The Eighth Circuit noted that without judicial review the Hawkes Company had no choice other than “to incur substantial compliance costs (the permitting process), forego what they assert is lawful use of their property, or risk substantial enforcement penalties.” These options adversely affected the property and business interests of the company. The Court reasoned: “the prohibitive costs, risk, and delay of these alternatives to immediate judicial review evidence a transparently obvious litigation strategy: by leaving [property owners] with no immediate judicial review and no adequate alternative remedy, the Corps will achieve the result its local officers desire . . . without having to test whether its expansive assertion of jurisdiction” would ultimately be upheld in the courts. The Eighth Circuit found the jurisdictional determination process analogous to the administrative order process at issue in the 2012 Supreme Court decision in Sackett. There the Court ruled “[t]here is no reason to think that the Clean Water Act was uniquely designed to enable the strong-arming of regulated parties into ‘voluntary compliance’ without the opportunity for judicial review – even judicial review of the question whether the regulated party is within the [federal agency’s] jurisdiction.” Sackett v. EPA, 132 S. Ct. 1367, 1374 (2012).

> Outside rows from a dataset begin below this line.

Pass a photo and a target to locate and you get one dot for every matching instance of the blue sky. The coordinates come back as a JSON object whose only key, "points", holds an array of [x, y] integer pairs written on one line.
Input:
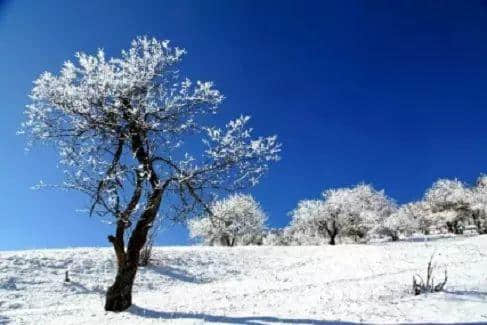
{"points": [[392, 93]]}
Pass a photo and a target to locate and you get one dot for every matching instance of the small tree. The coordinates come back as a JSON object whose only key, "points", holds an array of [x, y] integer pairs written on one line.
{"points": [[361, 208], [479, 204], [124, 128], [451, 202], [237, 219], [402, 221], [307, 223]]}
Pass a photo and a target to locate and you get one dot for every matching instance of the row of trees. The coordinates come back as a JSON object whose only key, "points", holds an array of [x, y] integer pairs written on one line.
{"points": [[357, 213]]}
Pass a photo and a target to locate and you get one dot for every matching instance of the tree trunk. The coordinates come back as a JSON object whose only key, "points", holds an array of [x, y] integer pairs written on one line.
{"points": [[119, 295], [332, 240]]}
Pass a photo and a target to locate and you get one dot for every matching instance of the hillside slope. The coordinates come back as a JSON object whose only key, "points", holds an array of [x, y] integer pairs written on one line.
{"points": [[251, 285]]}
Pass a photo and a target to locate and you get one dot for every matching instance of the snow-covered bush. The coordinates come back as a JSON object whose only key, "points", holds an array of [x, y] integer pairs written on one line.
{"points": [[351, 211], [451, 204], [401, 222], [275, 237], [236, 220], [479, 204], [358, 210], [303, 228], [125, 129]]}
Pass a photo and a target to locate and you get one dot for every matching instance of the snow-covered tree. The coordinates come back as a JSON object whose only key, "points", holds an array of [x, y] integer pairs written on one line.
{"points": [[306, 218], [479, 204], [360, 209], [403, 221], [450, 202], [237, 219], [351, 211], [125, 129]]}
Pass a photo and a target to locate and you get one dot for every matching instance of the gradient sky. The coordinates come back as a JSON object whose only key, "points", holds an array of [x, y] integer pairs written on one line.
{"points": [[392, 93]]}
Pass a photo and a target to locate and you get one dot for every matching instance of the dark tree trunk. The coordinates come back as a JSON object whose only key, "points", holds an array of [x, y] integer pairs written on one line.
{"points": [[119, 295], [332, 240]]}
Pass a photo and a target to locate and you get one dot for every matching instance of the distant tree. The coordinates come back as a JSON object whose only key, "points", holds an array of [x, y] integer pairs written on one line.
{"points": [[307, 223], [403, 221], [479, 204], [350, 211], [451, 202], [124, 128], [237, 219], [362, 208]]}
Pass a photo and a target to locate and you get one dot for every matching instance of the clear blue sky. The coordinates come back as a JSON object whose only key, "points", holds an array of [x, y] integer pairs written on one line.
{"points": [[393, 93]]}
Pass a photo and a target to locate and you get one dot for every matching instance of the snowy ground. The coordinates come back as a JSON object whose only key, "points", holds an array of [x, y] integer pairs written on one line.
{"points": [[251, 285]]}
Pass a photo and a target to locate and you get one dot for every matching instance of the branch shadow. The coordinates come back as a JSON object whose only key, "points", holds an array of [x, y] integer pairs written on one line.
{"points": [[470, 295], [81, 288], [250, 320], [4, 320], [176, 273]]}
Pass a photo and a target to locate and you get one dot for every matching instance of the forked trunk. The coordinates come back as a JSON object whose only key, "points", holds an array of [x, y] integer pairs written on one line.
{"points": [[119, 295], [332, 240]]}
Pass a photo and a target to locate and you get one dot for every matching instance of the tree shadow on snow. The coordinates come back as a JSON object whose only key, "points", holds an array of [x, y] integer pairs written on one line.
{"points": [[250, 320], [468, 295], [4, 320], [176, 273]]}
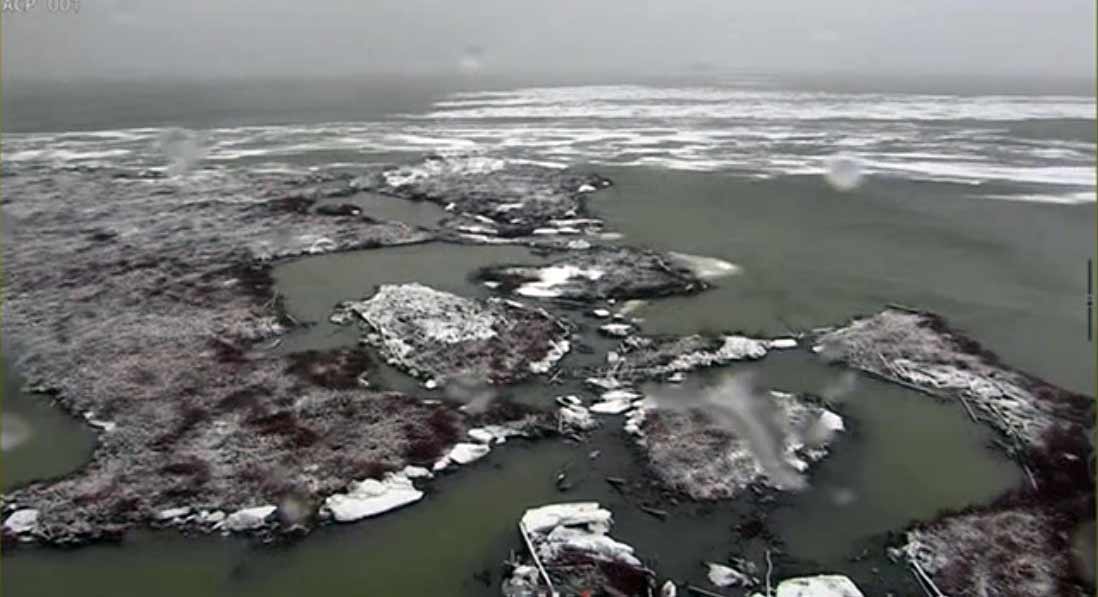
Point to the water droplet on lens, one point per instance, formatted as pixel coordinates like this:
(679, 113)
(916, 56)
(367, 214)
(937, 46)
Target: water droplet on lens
(843, 172)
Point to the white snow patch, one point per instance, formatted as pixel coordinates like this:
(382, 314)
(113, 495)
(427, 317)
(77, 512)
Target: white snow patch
(371, 497)
(587, 514)
(825, 585)
(557, 351)
(551, 277)
(463, 453)
(249, 518)
(783, 344)
(706, 268)
(22, 521)
(174, 513)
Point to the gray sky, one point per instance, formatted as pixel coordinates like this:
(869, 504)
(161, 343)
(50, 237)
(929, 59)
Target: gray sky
(279, 37)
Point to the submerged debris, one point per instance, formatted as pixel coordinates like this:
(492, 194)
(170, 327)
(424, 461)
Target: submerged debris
(919, 349)
(594, 274)
(569, 552)
(157, 319)
(1019, 544)
(1014, 552)
(437, 335)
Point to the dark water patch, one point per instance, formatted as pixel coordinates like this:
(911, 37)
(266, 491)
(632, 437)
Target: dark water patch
(1007, 272)
(52, 443)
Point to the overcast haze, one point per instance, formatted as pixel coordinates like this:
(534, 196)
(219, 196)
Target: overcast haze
(198, 38)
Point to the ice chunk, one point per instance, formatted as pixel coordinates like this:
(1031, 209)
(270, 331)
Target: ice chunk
(22, 521)
(783, 342)
(371, 497)
(824, 585)
(463, 453)
(587, 514)
(174, 513)
(249, 518)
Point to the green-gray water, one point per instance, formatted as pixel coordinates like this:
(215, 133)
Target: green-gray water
(1009, 273)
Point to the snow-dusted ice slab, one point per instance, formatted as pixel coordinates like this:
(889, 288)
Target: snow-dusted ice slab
(371, 497)
(249, 518)
(22, 521)
(545, 518)
(825, 585)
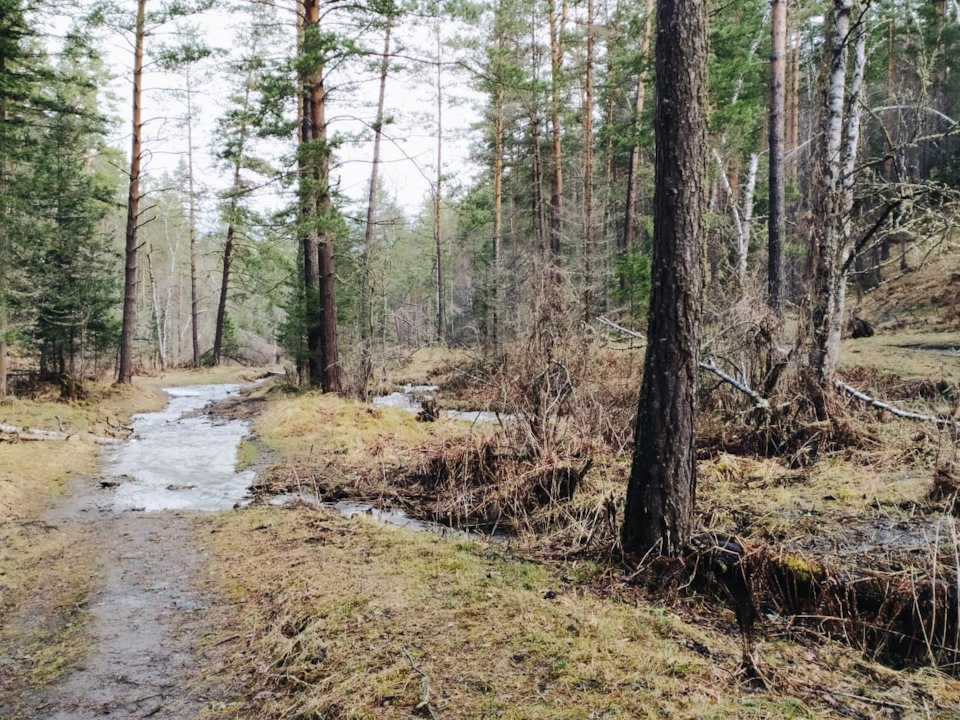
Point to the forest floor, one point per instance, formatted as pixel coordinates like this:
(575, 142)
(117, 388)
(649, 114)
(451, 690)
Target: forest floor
(292, 609)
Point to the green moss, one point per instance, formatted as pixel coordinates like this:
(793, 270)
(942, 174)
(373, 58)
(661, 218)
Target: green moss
(248, 454)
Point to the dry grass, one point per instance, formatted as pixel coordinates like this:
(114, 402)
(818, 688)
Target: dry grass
(48, 571)
(926, 299)
(332, 441)
(890, 354)
(345, 619)
(46, 574)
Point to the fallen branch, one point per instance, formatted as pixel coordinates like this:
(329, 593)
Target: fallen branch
(620, 328)
(710, 366)
(26, 433)
(905, 414)
(758, 400)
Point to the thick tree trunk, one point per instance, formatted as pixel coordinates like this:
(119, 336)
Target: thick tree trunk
(311, 261)
(224, 290)
(320, 211)
(828, 280)
(630, 211)
(366, 319)
(125, 374)
(194, 299)
(776, 224)
(662, 487)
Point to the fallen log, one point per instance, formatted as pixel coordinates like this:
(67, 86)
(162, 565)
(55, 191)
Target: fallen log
(28, 433)
(905, 414)
(758, 400)
(907, 620)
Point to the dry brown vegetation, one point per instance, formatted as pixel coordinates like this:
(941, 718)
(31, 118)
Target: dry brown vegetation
(348, 619)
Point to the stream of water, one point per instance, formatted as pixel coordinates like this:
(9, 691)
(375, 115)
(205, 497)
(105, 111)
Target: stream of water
(181, 458)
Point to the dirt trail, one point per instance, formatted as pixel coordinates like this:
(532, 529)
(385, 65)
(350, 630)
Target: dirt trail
(146, 623)
(150, 621)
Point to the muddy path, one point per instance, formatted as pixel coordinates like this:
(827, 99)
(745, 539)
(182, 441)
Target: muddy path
(150, 624)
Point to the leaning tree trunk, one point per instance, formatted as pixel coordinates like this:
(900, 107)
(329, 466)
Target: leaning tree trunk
(630, 211)
(828, 281)
(776, 224)
(662, 487)
(231, 234)
(125, 374)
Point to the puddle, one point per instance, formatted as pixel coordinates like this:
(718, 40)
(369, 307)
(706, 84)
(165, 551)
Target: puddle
(881, 535)
(411, 397)
(179, 458)
(387, 516)
(944, 349)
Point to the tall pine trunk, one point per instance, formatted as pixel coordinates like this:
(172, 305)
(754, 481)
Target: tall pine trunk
(437, 202)
(192, 219)
(556, 185)
(662, 489)
(630, 211)
(776, 223)
(366, 318)
(320, 215)
(125, 374)
(498, 98)
(588, 229)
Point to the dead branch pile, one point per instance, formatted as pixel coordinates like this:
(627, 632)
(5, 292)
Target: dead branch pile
(492, 484)
(901, 618)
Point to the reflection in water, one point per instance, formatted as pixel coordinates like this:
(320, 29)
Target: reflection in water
(174, 462)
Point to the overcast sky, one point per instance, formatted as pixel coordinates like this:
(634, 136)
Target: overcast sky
(408, 151)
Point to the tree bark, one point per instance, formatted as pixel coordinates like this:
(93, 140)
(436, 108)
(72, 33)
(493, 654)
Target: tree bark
(556, 185)
(158, 316)
(320, 213)
(776, 224)
(366, 319)
(662, 488)
(125, 374)
(4, 351)
(498, 99)
(437, 201)
(828, 277)
(231, 233)
(588, 234)
(630, 211)
(536, 181)
(192, 210)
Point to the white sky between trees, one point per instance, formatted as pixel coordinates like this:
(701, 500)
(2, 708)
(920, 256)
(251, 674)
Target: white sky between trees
(408, 166)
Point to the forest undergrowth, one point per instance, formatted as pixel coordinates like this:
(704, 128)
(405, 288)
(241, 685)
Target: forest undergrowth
(816, 529)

The Eighth Circuit found the Army Corps’ contention that Hawkes had adequate alternative remedies – either seeking a permit or acting without one and then challenging any compliance action that resulted – was untenable and failed to consider that Hawkes could never recover the time it lost or expense it incurred in taking either action.

Practical Implications of a Supreme Court Decision

The Supreme Court’s upcoming decision could have important practical implications for project developers and property owners. The Army Corps’ long-term position has left the regulated community with few pre-permitting or enforcement options. The Eighth Circuit decision, and the Supreme Court’s decision to review this issue, provide some hope to developers and property owners that they may soon be able to seek judicial review of jurisdictional determinations before going through the permitting process.